A man has recently appeared in court, charged with murdering his wife – all because the victim’s Fitbit tracker contradicted his version of events.

Richard Dabate claimed that a masked intruder broke into his Connecticut home, shot his wife, then tied him up and tortured him.

Sounds horrific. But police were doubtful about the sequence of events.
Dabate said he had left for work, and not long afterwards his wife had gone to a fitness class – with her Fitbit on her waistband. Then Dabate returned home between 8.45am and 9am because he had forgotten his laptop.

Then he had spotted the intruder: tall and stocky, wearing a “camouflaged suit with a mask.” He heard his wife return home and yelled for her to run. But after a brief struggle, the intruder shot the wife, killing her. Dabate was then half tied to a chair and burned with a torch. He struggled, and tussled with his assailant, managing to turn the torch on him. The intruder dropped the torch and ran off. Dabate was able to crawl upstairs (with the chair still attached to his wrist) and call 911. By then, it was 10.11am.
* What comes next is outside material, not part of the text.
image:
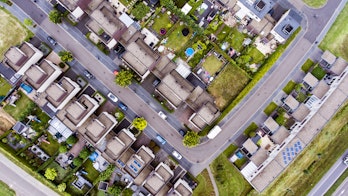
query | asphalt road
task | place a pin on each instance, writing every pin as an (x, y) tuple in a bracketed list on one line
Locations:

At first, police took his report at face value, and searched the area. They used dogs to look for evidence that someone had fled the property. But they didn’t find anybody, nor was there any indication that the house had been broken into.

So they turned to the technology, obtaining search warrants for Connie Dabate’s Fitbit, both of their cell phones, their computers and the house alarm logs. Synchronizing the logs, they found that Dabate’s story just didn’t add up. Among the things they found:

  • At 9:01 a.m. Richard Dabate logged into Outlook from an IP address assigned to the internet at the house.
  • At 9:04 a.m., Dabate sent his supervisor an e-mail saying an alarm had gone off at his house and he’s got to go back and check on it.
  • Connie’s Fitbit registered movement at 9:23 a.m., the same time the garage door opened into the kitchen.
  • Connie Dabate was active on Facebook between 9:40 and 9:46 a.m., posting videos to her page with her iPhone. She was utilizing the IP address at their house.
  • While she was at home, her Fitbit recorded a distance of 1,217 feet between 9:18 a.m. and 10:05 a.m. when movement stops.

All of this meant that Connie couldn’t have been killed as soon as she entered the house. Dabate was lying about the sequence of events.

It wasn’t just the Fitbit that made police suspicious. Five days after the incident, Dabate attempted to make a claim of $475,000 on his wife’s life insurance police. He also admitted later to having an affair with another woman, who he had made pregnant.

Dabate’s lawyer says he is innocent of all charges, but it sure looks like the technology speaks against him.